The story chronicles the service of the Confederate Colonel John Singleton Mosby, aka “The Grey Ghost”. Mosby came up with the idea that an enemy battle front could be pushed back with mounted raids. He quickly proved his point with excursions into northern Virginia, causing Union defense forces to be increased and more patrols to be assigned.
Mosby had a numerous accomplishments. In 1863, he captured Brigadier General Stoughton along with 58 horses. President Lincoln later commented on hearing the news that he was sorry to lose the horses; after all, he could make all the generals he wanted. Even in the waning days of the war when some Confederate states had surrendered, Mosby was raiding cities fully fortified by Union soldiers. His final plan was to sneak into Richmond and capture General Ulysses S. Grant! But just before entering the city, he learned that General Robert E. Lee, his commander, had surrendered. After the war, he supported Grant for president, because, as he said, he had been a soldier. This was not socially acceptable by many Southerners at the time.
Bravery, honor, smarts, grit. Rebel Raiders is a nice read for any red-blooded American boy or anyone who appreciates a good war story.
The Audacious War by Clarence W. Barron is a fascinating and useful book written during the middle of War World I - before the USA's entry - when the echoes of howitzers were still thundering over the French countryside. I say useful because Barron is thorough in his examination, visiting the countries and looking behind the scenes - in the cities, governments, and banks. He investigates the reasons for the war, and the bad assumption made by all sides before it started... Germany assumed America might join their side, France had 400 miles of fortification that were immediately abandoned, proving useless against gasoline-powered mobility. Barron highlights the bad blood between Germany and France that existed since the Franco-Prussian War of 1870 and gives detailed accounts of the cost of war in treasury and men.
Written in a sort of half travel essay-half analysis style, the author knows the truth sits inside the people he meets and not the cratered roads and broken facades, so he listens to people and paints a revealing picture of European life during World War I, noting that at the time, Parisians refused to darken the streets - unable to ruin the atmosphere of the city. In one very observant passage, he notes how the Americans sort of liked the European war as it seems to increase productivity and lift their stock market.

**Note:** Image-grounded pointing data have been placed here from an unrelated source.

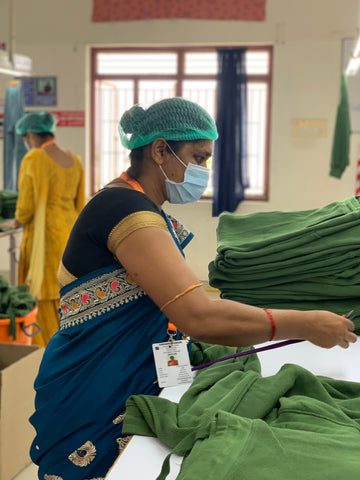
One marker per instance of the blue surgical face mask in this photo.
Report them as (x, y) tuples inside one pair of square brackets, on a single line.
[(191, 189)]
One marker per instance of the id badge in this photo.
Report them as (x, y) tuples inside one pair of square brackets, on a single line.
[(172, 363)]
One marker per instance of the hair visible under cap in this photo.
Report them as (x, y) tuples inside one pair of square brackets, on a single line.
[(36, 122), (173, 119)]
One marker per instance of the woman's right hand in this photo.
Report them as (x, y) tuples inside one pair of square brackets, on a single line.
[(326, 329)]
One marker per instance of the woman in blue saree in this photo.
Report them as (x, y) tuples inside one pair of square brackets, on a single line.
[(123, 278)]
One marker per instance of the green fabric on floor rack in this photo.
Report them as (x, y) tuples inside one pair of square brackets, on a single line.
[(233, 423), (307, 259)]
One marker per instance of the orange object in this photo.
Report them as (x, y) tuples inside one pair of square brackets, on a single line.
[(24, 328)]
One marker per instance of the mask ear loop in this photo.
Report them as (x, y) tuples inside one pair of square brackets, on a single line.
[(178, 158)]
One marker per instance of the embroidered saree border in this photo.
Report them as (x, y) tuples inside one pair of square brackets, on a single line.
[(130, 224), (97, 296)]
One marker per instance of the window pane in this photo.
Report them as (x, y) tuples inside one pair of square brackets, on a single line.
[(151, 91), (201, 63), (113, 99), (136, 63), (256, 136), (257, 63), (202, 92)]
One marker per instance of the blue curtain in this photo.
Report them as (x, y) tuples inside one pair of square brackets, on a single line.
[(14, 148), (230, 151)]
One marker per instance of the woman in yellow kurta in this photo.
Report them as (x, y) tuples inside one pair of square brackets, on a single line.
[(51, 195)]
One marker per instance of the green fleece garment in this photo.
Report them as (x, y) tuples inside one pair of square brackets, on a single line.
[(233, 423), (341, 142), (305, 259), (14, 302), (8, 201)]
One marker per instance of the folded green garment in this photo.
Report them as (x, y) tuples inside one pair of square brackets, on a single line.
[(268, 233), (233, 423), (14, 302), (302, 260)]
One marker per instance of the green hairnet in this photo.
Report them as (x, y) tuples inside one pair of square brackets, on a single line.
[(172, 118), (36, 122)]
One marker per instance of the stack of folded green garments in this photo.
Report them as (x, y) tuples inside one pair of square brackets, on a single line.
[(14, 302), (303, 260), (8, 201)]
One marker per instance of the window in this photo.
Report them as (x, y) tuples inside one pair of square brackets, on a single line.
[(122, 77)]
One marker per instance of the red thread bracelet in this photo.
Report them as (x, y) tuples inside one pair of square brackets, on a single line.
[(272, 321)]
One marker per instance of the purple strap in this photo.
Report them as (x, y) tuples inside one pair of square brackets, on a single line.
[(249, 352)]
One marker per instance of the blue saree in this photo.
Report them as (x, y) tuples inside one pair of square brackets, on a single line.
[(100, 356)]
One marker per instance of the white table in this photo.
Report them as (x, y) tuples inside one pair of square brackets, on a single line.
[(143, 457)]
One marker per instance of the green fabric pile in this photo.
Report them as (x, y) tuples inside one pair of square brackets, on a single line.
[(233, 423), (302, 260), (14, 302)]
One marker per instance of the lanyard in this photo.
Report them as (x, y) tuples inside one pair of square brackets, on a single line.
[(172, 330), (248, 352), (259, 349)]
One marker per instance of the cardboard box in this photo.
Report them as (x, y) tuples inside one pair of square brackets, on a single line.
[(19, 365)]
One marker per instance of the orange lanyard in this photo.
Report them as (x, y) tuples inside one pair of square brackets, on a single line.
[(172, 330), (46, 144), (130, 181)]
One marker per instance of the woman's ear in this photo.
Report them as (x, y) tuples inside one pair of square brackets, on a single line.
[(158, 150)]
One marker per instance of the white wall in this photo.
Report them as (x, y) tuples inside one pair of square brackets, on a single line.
[(307, 37)]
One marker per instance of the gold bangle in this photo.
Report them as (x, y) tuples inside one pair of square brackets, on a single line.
[(187, 290)]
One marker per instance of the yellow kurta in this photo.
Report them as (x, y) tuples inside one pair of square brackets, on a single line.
[(50, 199)]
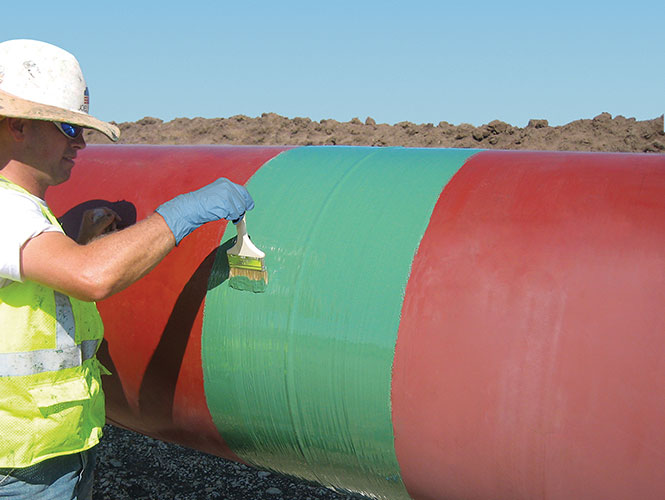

Barron is English, but loves Germany, obviously having had many connections with the country in the past. He starts off remarkably neutral, but emphatically declares his change of mind, siding with the Allies after seeing what the Germans did to Belgium, shelling villages and peasants. You can feel the change in the author's tone along with the culture. Before World War I, wars were fought with a great deal of "honor" and "civility". The English were sports at war, he writes. The Germans were once a admirably efficient people who loved their firesides and home. But, infected with the philosophy of Nietzsche, Germany found meaning in "The Will to Power." Barron clearly means to use the word Audacious for its negative definition. The Great War and its poison gas and building-destroying shells ended the old style of war and man rediscovered a viciousness on a massive scale never seen before.
If you're hungry for 19-century nautical adventures with very authentic writing, Collingwood is your man. He puts you there on that boat with details that only someone who spent his life on boats would know.